I believe recent incidents in hospitals are to blame. For example, in October, a surgeon left a patient on the operating table for three hours during a liver transplant to perform surgery at another hospital. And in August, a 43-year-old mother died of complications despite two liver transplants, following a medical blunder. Such incidents have made Hongkongers lose trust in the medical system.

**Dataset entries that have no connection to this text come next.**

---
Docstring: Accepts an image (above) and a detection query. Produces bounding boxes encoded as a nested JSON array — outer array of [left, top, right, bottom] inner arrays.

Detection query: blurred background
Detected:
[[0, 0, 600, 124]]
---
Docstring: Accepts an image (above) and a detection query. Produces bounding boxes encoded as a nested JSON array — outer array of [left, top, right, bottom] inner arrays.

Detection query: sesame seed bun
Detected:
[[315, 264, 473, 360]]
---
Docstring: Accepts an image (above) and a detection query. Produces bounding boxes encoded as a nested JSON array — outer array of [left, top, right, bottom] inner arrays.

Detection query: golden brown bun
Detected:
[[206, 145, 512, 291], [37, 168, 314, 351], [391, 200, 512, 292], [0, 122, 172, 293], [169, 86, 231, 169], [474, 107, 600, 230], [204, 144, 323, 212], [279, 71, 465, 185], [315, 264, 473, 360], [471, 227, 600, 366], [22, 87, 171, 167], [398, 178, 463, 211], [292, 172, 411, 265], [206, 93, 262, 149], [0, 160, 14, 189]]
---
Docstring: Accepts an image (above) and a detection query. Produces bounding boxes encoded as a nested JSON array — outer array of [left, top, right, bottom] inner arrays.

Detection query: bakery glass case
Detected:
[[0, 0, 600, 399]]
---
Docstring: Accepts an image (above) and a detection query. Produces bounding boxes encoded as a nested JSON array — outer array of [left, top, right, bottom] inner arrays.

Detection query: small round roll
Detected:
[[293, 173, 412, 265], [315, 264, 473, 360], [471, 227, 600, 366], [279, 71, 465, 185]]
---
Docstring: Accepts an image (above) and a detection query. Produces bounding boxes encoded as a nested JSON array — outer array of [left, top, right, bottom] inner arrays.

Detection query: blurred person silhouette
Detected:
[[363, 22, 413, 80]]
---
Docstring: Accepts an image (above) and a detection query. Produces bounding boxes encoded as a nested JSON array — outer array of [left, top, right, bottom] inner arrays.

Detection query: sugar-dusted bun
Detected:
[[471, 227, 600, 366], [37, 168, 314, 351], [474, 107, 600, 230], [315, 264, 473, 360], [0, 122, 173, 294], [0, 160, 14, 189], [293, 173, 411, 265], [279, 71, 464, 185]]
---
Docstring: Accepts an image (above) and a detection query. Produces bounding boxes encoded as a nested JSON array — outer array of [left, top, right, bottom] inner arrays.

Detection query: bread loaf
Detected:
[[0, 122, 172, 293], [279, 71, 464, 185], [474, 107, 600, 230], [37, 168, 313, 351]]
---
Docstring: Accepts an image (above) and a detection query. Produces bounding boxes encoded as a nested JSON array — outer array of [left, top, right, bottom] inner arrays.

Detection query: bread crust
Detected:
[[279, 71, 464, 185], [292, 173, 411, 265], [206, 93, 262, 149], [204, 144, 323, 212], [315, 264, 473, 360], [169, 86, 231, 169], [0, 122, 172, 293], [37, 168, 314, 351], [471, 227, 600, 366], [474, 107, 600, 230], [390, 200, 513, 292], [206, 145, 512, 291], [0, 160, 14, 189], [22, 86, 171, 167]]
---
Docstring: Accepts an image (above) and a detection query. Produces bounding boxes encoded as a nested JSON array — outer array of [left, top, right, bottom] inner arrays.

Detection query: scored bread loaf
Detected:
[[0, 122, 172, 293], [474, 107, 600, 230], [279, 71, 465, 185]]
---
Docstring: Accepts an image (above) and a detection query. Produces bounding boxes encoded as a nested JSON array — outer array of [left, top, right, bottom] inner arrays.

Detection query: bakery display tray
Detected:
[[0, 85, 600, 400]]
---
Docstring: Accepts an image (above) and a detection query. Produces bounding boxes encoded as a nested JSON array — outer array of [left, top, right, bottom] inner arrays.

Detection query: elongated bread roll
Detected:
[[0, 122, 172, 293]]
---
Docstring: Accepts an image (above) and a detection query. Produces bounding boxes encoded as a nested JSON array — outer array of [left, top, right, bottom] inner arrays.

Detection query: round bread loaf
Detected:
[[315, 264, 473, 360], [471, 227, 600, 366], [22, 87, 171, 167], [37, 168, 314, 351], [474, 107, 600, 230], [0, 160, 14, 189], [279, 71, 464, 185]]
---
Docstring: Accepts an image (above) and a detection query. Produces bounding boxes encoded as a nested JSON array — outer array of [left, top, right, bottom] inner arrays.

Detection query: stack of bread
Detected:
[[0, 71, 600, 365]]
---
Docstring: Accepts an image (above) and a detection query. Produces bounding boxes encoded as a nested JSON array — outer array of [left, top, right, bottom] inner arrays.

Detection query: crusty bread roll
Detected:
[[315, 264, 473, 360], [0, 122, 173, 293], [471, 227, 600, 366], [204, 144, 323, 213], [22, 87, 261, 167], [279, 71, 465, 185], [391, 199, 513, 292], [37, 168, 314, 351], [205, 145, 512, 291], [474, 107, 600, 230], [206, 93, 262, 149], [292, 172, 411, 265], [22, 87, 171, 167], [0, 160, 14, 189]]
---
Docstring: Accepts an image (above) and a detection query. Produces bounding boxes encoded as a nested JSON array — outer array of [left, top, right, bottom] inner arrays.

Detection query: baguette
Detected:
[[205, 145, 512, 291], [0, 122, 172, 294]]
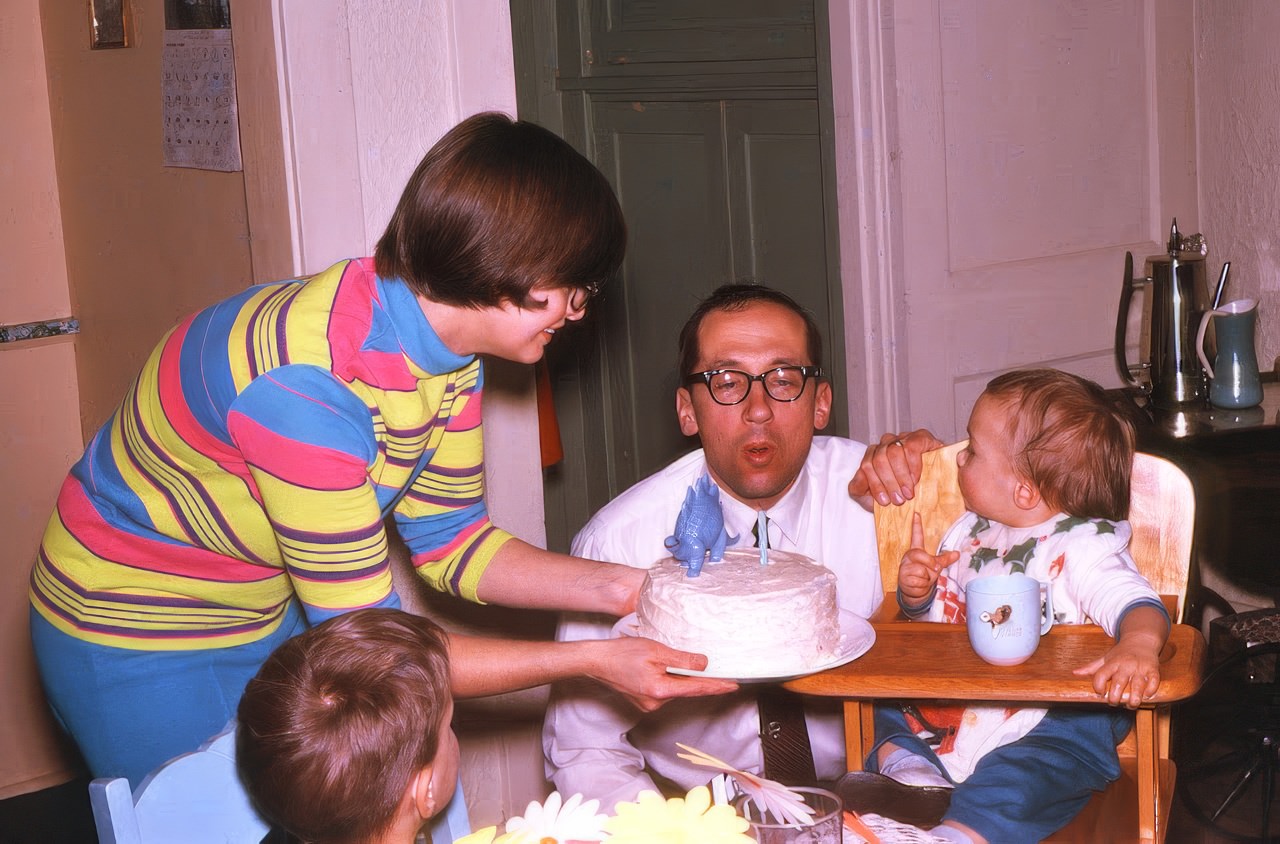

Moreover, there aren’t enough health care workers to tackle the surge in patients, most of whom must wait for hours to receive treatment. Overworked health care staff are exhausted and may easily make a wrong judgment. The government should reform the medical system in Hong Kong and invite overseas health care workers to cope with the situation.
Alice Ma, Tseung Kwan O
E-learning is making lessons more enjoyable
I refer to your article on how technology is being used in China to solve the problem of the lack of teachers in rural areas (“Online classes may ease rural woes”, January 22).
Use of technology has had a significant effect on spreading education in mainland China. Hong Kong, too, uses technology in learning. For instance, many schools use tablets for lessons. Students are not only more enthusiastic about participating in class activities through online learning applications and platforms, but also remember lessons better as the learning process is more enjoyable.
Technology is indeed indispensable to create a better learning environment. If properly used, technology can make learning more effective.
Kaecee Wong, Ngau Tau Kok
Smart tech can make people dull and lazy
I refer to the article on smart homes (“Artificial intelligence advances smart home conversation”, January 22).
Advanced technology can change our lifestyles, and the spotlight will surely be on artificial intelligence (AI).
AI, created by humans, has acquired the knowledge and skills to benefit our daily lives. It is amazing how technology can improve our lives, and help us to achieve higher work efficiency.
Apple’s virtual assistant Siri is among the most well-known AI systems, and is a major factor behind the success of the iPhone. These kinds of futuristic technology will probably bring us to a new era, but it is just a bit too early to say for sure.
Increasing dependence on technology is not all good. For example, the craze for smartphones has created the phenomenon of “phubbers”: people who are so engrossed in their phones that they snub human contact. Advanced technology also makes people lazier, as they do not like to tax their brains or exercise.
People should treasure advancements in technology, and not take it for granted or let it rule their lives. There is much that technology cannot replace, like bonds with family or friends, not to mention feelings that AI cannot simulate.
Andy Yeung, Tiu Keng Leng
Move tenants of divided flats to prefab units
I refer to the letter from Katrina Lo on subdivided homes (“Subdivided flat tenants face safety issues”, January 25).
There is no doubt that over the long term we must make available permanent public housing of a minimum standard of safety and hygiene, for those forced to endure the conditions in substandard subdivided flats.
But the immediate need is to get them out of these subdivided and unhygienic fire traps. The answer must be temporary flats that can be quickly assembled from prefabricated parts.
This should be done before some nasty accident befalls us. It is no good always talking about “eventually”.